The date was October 7, 1955 and Kerouac was there. So were local Beat celebrities Gary Snyder, Phil Lamantia, Michael McClure and a then virtually unknown poet named Allen Ginsberg.
In his novel, The Dharma Bums (published in 1958), Kerouac called it “the birth of the San Francisco Poetry Renaissance.” He then described this memorable scene:
“Everyone was there. It was a mad night. And I was the one who got things jumping by going around collecting dimes and quarters from the rather stiff audience standing around in the gallery and coming back with three huge gallon jugs of California Burgundy and getting them all piffed so that by eleven o'clock when Alvah Goldbook was reading his, wailing his poem ‘Wail’ drunk with arms outspread everybody was yelling ‘Go! Go! Go!’ (like a jam session).”
“Alvah Goldbook” was Kerouac’s humorous alias for the Ginsberg and “Wail” was the fictitious name he gave to Ginsberg’s poem “Howl” — which Ginsberg first read in public that October night.
“Howl” was a stylistically wild, groundbreaking poem that quickly became both famous and infamous.
The beginning of the long run-on sentence that makes up the first part of the poem is the most quoted bit:
“I saw the best minds of my generation destroyed by madness,
starving hysterical naked,
dragging themselves through the negro streets at dawn
looking for an angry fix,
angelheaded hipsters burning for the ancient heavenly connection
to the starry dynamo in the machinery of night,
who poverty and tatters and hollow-eyed and high sat up smoking
in the supernatural darkness of cold-water flats floating
across the tops of cities contemplating jazz..."
“Howl” was instantly revered by the Beat crowd and eventually gained worldwide fame. But it had a rocky start in printed form.
In the poem, Ginsberg writes graphically about heterosexual and homosexual sex and about the use of illegal drugs — forbidden subjects in the uptight society of the 1950s.
When “Howl” was printed by a British book publisher in 1955, copies were seized as “pornography” by Customs officials.
In 1956, Lawrence Ferlinghetti, owner of the City Lights bookstore in San Francisco and a popular beat poet in his own right, published “Howl” in the U.S., in a small collection of Ginsberg’s poems titled Howl and Other Poems.
Copies of the book were soon seized by the San Francisco police and Ferlinghetti was arrested for publishing and selling an “obscene and indecent” book.

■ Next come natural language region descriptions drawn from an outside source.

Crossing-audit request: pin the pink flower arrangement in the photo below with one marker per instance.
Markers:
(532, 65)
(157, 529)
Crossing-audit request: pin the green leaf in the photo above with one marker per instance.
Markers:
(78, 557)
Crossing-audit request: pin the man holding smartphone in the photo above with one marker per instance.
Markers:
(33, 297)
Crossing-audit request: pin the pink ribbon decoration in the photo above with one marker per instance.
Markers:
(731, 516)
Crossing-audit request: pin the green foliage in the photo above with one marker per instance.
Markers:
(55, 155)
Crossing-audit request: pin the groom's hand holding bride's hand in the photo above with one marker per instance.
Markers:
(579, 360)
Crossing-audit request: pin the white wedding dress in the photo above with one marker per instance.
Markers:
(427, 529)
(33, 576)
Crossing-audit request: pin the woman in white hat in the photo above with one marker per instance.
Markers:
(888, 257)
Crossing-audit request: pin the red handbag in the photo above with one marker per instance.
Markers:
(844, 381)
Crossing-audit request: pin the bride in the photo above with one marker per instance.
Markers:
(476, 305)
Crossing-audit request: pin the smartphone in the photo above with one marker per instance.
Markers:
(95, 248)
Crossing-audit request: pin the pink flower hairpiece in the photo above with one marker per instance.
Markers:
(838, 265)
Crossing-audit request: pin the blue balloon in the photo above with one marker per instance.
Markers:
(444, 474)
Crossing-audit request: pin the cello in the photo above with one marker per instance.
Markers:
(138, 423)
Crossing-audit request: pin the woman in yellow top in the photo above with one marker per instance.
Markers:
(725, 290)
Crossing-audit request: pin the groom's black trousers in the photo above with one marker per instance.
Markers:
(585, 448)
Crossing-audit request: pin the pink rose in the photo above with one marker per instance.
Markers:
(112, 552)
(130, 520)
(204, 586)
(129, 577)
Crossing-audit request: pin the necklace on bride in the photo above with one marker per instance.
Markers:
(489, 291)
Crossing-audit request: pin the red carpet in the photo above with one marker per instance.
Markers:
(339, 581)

At the trial, Ferlinghetti was represented by the American Civil Liberties Union.
During the course of the trial, Judge Clayton W. Horn listened to nine literary experts testify about the book’s literary merits. In October 1957, he issued a carefully thought out ruling.

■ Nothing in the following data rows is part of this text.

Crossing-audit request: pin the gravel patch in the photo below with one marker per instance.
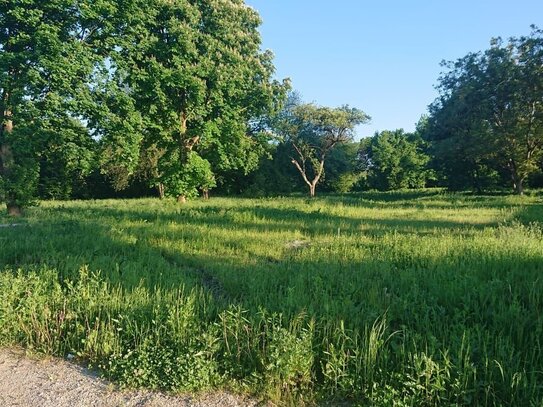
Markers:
(52, 382)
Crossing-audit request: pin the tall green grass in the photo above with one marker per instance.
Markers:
(407, 299)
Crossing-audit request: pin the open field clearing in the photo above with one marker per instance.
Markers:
(421, 298)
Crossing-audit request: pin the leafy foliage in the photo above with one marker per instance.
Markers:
(489, 116)
(394, 160)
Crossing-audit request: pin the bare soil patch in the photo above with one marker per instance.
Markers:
(51, 382)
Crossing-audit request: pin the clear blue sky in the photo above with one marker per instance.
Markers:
(382, 56)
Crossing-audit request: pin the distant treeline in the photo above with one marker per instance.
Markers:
(132, 98)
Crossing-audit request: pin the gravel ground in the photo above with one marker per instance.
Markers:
(25, 381)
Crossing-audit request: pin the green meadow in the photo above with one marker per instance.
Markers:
(419, 298)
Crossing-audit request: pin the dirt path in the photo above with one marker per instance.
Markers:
(57, 383)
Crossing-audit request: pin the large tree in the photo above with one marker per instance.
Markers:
(490, 111)
(196, 73)
(313, 132)
(50, 54)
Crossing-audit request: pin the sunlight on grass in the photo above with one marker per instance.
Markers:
(428, 299)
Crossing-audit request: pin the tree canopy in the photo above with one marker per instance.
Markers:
(489, 115)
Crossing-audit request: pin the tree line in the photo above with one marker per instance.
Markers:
(176, 97)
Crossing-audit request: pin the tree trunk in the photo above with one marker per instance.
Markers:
(519, 187)
(7, 160)
(14, 209)
(160, 188)
(312, 188)
(517, 179)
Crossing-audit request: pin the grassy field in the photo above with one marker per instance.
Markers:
(415, 299)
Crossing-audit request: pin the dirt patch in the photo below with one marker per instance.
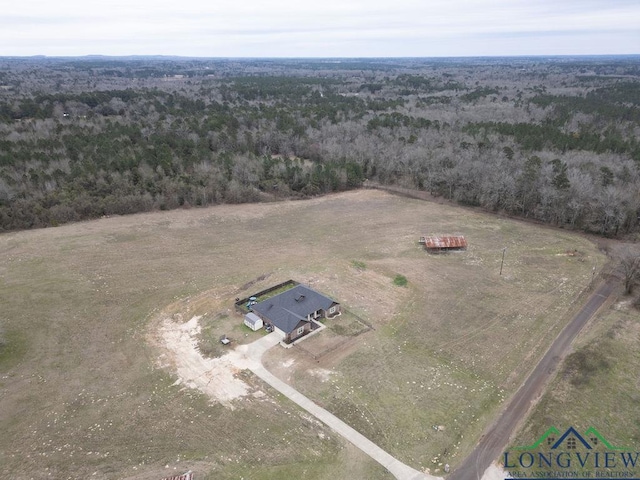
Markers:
(215, 377)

Horn concluded that Howl and Other Poems met the current legal test of having redeeming social importance and was not “obscene.”
Thus, Ferlinghetti was found not guilty — and “Howl” and Ginsberg moved on to wider and everlasting fame.

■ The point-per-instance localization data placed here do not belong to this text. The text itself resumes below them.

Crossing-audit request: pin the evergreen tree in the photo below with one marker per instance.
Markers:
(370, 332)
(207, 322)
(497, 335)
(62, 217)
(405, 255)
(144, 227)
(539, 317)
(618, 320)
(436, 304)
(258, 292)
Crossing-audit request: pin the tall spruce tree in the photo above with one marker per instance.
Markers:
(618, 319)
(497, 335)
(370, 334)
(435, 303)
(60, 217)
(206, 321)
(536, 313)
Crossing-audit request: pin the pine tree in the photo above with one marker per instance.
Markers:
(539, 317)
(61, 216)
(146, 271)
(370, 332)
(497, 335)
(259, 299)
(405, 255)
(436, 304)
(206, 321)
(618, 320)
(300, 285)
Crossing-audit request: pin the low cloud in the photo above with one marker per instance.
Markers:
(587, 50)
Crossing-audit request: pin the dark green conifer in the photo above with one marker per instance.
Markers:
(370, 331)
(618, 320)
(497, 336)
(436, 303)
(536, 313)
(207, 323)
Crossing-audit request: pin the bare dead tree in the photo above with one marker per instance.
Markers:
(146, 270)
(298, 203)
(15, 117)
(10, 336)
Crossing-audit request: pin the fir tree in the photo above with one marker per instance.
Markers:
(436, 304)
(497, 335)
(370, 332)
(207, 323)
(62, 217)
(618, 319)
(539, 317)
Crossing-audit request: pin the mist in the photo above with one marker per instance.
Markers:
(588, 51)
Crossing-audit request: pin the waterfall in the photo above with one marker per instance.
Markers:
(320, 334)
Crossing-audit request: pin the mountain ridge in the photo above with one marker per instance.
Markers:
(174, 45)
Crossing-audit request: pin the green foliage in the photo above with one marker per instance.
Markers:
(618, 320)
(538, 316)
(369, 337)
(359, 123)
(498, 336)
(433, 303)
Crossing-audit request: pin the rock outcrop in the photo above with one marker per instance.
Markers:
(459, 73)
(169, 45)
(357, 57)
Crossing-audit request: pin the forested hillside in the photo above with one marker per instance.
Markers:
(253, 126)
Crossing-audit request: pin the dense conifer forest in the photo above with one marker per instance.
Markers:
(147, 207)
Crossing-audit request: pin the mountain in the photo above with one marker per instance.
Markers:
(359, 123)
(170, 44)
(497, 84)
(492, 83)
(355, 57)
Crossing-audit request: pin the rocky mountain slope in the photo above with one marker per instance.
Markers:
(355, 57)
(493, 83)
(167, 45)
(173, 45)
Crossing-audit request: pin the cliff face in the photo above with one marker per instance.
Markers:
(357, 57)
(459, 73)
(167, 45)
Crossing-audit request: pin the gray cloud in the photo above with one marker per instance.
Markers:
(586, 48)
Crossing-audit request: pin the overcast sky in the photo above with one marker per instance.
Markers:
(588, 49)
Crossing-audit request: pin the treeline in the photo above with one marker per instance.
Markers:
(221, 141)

Here are some of the other famous quotes and phrases linked to October 7:
• Former Secretary of Agriculture Earl Butz’s infamous comment about blacks wanting “good sex, ‘loose shoes’ and ‘a warm place’ when they use the toilet” was published in the October 7, 1976 issue of Rolling Stone magazine.
• “Here is America struck by God Almighty in one of its vital organs, so that its greatest buildings are destroyed. Grace and gratitude to God.” - You may not remember those words, but if you were watching the news in 2001 you remember when Osama Bin Laden delivered them. They were the opening words in the videotaped statement he released on October 7, 2001, gloating about Al-Quaeda’s September 11 terrorist attacks on the World Trade Center in New York City and the Pentagon building in Arlington, Virginia.